I thank the member for Robertson for this really important motion. Education changes lives, from early childhood education and primary school all the way through to university and vocational education. But we know that people living in regional Australia have much lower educational outcomes than our city cousins. A Grattan Institute report released today found that one in three Australian students are not reading proficiently, but that increases to half of all students in regional Australia. This is deeply distressing. This is shocking information. As a regional Independent, I want to see this change. I want to see young regional Australians given the same opportunities as those young people in the cities. Across regional, rural and remote Australia, it is educators who make this happen. Early childhood educators and teachers are the key to our education system, guiding our children and young people through some of the most important years of their lives.
But our educator workforce is in trouble. We don’t have nearly enough early childhood educators and teachers in this country. Parents are forced to wait months and sometimes even years on childcare waitlists. Schools are advertising teacher roles and receiving no applications. In my electorate of Indi, principals tell me they simply cannot hire enough teachers. There are not enough graduate teachers, and those that do graduate are not coming to rural, regional and remote Australia. The teachers who complete their training and join the sector aren’t staying long enough, and these shortages risk setting the regional education gap back a whole generation.
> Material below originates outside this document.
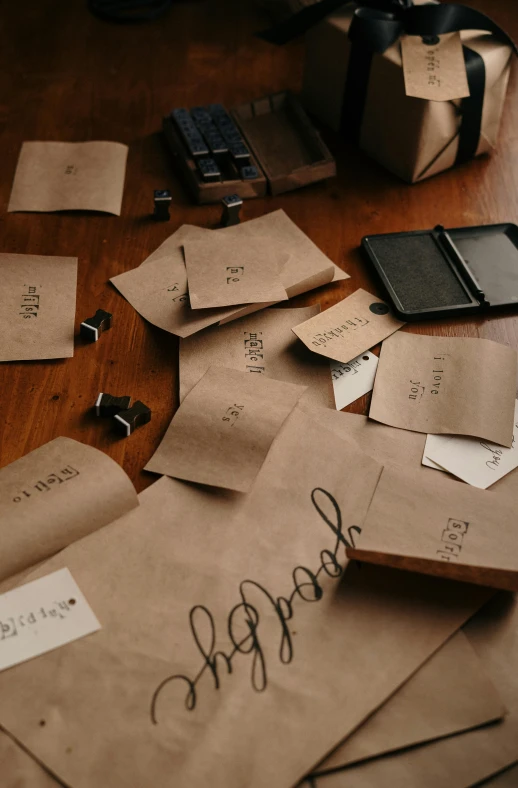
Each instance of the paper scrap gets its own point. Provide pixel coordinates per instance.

I’m encouraged to see the government’s Commonwealth teaching scholarships will provide additional payments and student debt relief to aspiring teachers willing to work in remote areas. But it’s not clear to me whether these initiatives will benefit inner-regional areas like my electorate, where the shortages are dire. In child care, the situation is no better. A recent survey by the United Workers Union found that 90 per cent of childcare centres need more staff and that more than half are down three or more staff. More than a third of Australians live in a childcare desert, where there are simply more children than available childcare places or where there are simply no places at all. Across Australia, and nowhere more so than regional Australia, our childcare system is struggling. I’ve visited childcare centres right across my electorate, and they all tell me the same story: they struggle to recruit, train and retain enough staff to meet the demand of their communities.
I commend the government for reducing the cost of child care, but cheaper child care doesn’t help parents forced to wait more than a year on waitlists. It doesn’t help mums forced to drive an hour to neighbouring towns just to access child care. That means more money spent on fuel and less time working at a time when families are already doing it tough. When families can’t access affordable child care, it’s usually the mother who stays home. This means less opportunity to work part time or full time, to run a small business or to contribute to the local community. And it reinforces the gender pay gap and makes it harder for women to balance parenthood and work.
Without finding practical solutions to these challenges, we stop parents from working, hold our children back from achieving their full potential and slow the economic development of the regions. Regional Australia needs solutions now. I want to see more incentives for graduating teachers to move to the regions. I’ve also supported adding teaching to the approved worklist for visas, allowing qualified teachers to help plug gaps in the teaching workforce while we build a sustainable workforce for the future.
On child care, I’m watching closely to see how the government responds to two recent reports by the ACCC and the Productivity Commission. Firstly, I would say the government should accept the recommendation of the Productivity Commission to allow all families to access up to three days of subsidised child care a week regardless of how many hours they’ve worked. Secondly, the government must do more to improve career and qualification pathways for early childhood education, and we need to fix the pay that childcare educators receive. They need to be paid more. Fixing workforce shortages is critical to setting Australia on a path towards universal child care. As the Productivity Commissioner has said:
Without addressing the educator and teacher challenges we can’t do anything.
This statement was in relation to early childhood education and care, but it could be said of teaching at all levels. Both the Productivity Commission and the ACCC are telling us what we already know: our childcare system and our schools need help. The status quo is holding back regional Australian, and the government must respond and respond fast.